Its spring in a few days and I’m excited about putting out my plants. Every year it is a ritual and there are so many reasons for it and many directly relate to the trials of a creative and not-so creative life.
One particular plant is a seventeen year old lemon tree and that’s just an estimate-it’s probably a little older. It started as a seed, as my exwife told me “you can’t grow lemons in Texas”.
It’s never produced a lemon and only a handful of flowers in more than a decade. I’m hopeful every year but lack of fruit is the difference between growing from seed and growing a store-bought plant, which is a grafted stock from an existing plant, but that’s science and botany and another story to tell.
Last summer was probably it’s most spectacular year, full and desperate to fruit. This winter it showed my neglect with a lack of leaves and dried up broken stems. It sinks in the pot, lays over looking for bits of light but there is a spark in it, a life force that is ready for the summer.
I dragged it outside and watered it, even feed it. I can’t fix the winter or make up for shortcomings in care but I can make this next summer the most spectacular and I will.
I’ve always found hope in watching a dormant plant be born again in spring. Bits of green adorn ash colored limbs as if it were rising from the dead. During a very dark time in my life, the garden was a place for me to watch spring make everything new, every spring of new growth was like hope.
In our lives, there is always winter, a time where we crawl deep inside ourselves and find strength mingled with weakness, we throw off our broken dying limbs that don’t serve us anymore and we search for that green, that youth that hides in each of us.

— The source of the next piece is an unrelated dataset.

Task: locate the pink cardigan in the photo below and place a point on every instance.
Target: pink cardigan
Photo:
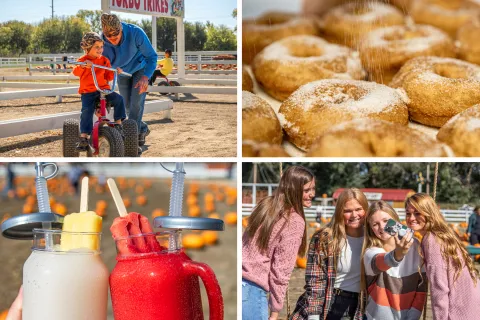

This year, I’ve become a bit more realistic, there are less plants that I held over-the sambuc Jasmine which is such an easy plant as it long as it doesn’t get too cold and it rewards you with a wonderful fragrance that soothes and relaxes me in the spring.
Some plants brighten up the first day they feel the warmth but others are stubborn, they hold on to their dark and pensive state, the Occatillo, a favorite plant of mine because of its dramatic spiny disposition, it is gray, hard and thorny. I’m not sure if it’s alive or dead but you learn patience and realizing nature is on its own schedule, not yours.
It’s a great responsibility to take plants through the winter and I will be honest, I loose more than I keep. Winter is my introspective time, I don’t get the excitement and feeling of hope like I do in spring, maybe it’s the lack of light but I don’t take the responsibility of taking care of plants lightly.
Plants take you out of yourself, much like pets and children, it’s not about you or what you feel like doing. My manic state tends to over buy plants and my opposite state tends to give up but in the end I have plants with strong roots that can take the winter and still recover in the spring.
Much like humanity, not all of us will be the same after winter, some of us will be stronger, some of us will change our path, some of us will want to give up but as long as winter lays itself down for spring, there is hope.
Sometimes hope is as simple as putting your plants out in the spring.